Summer projects get rolling

Commencement was like firing the starter’s pistol at a track meet for summer construction projects on the Pittsburg State University campus. No fewer than eight projects are expected to be ready for use before students return in August.

Commencement was like firing the starter’s pistol at a track meet for summer construction projects on the Pittsburg State University campus. No fewer than eight projects are expected to be ready for use before students return in August.

Including the expansion and renovation of the Overman Student Center, which began in 2014, the work underway totals nearly $20 million.

“This will be another busy summer in what has been quite a string of busy summers,” said Lindell Haverstic, project architect in PSU’s Office of Facilities Planning.

The biggest project, at a cost of $13.3 million, is the student center, which is slated to be completed in July.

“There are places on the second floor of the addition where visitors will have views of many of the campus icons, like the Centennial Bell Tower, the Oval, the arches of Carnie Smith Stadium and the Library,” Haverstic said.

The project includes an expanded, flexible ballroom with a sound system and acoustics for multiple types of programs; an expanded campus activities center complex; more student gathering and lounge spaces, additional meeting rooms and a bigger U-Club with new food options in the lower level.

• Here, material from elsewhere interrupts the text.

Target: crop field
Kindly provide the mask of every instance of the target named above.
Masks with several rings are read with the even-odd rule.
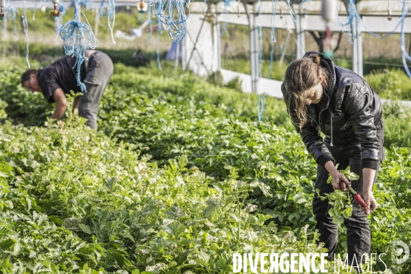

The final segment in a years-long project to improve student housing began as soon as students moved out. The $4.3 million renovation of Nation Hall East includes new windows, wall surfaces, ceilings and floors, built-in cabinetry in the rooms, and renovated and expanded restrooms.

“The completion of Nation Hall renovation marks the conclusion of a critical effort to both revitalize and create new options for on-campus student housing at Pittsburg State,” said Steve Erwin, associate vice president for campus life and auxiliary services. “Beginning in 2000 with restoration of historic Willard Hall, the university has invested well over $30 million to assure that students have safe, comfortable and modern accommodations to support them in their academic goals. That includes the acquisition of Bonita Terrace and its transformation into Crimson Village, the renovation of Gibson Dining Hall, the construction of new apartment suites at Crimson Commons, and the renovation of all existing traditional residence halls.”

In the Weede PE Building, work began in April on a $985,000 locker and training room renovation that also includes a new HVAC system. In that same building, a $511,000 pool repair project began in May. In June, roof replacements will begin at both the Weede PE Building and at the Kelce College of Business. Together, those projects total $583,000.

Three smaller projects will also begin in June. Those include an upgrade to heating and air conditioning controls in the Kansas Technology Center ($125,000), door replacement in Yates Hall ($100,000), and an office remodeling project in the Kansas Technology Center to accommodate the KCCTE ($90,000).

“Summer is that time of year when we work hard to complete projects because that is when it is least disruptive to students and faculty,” Haverstic said. “We hope when everyone returns in the fall, they’ll be pleasantly surprised by all the university has accomplished.”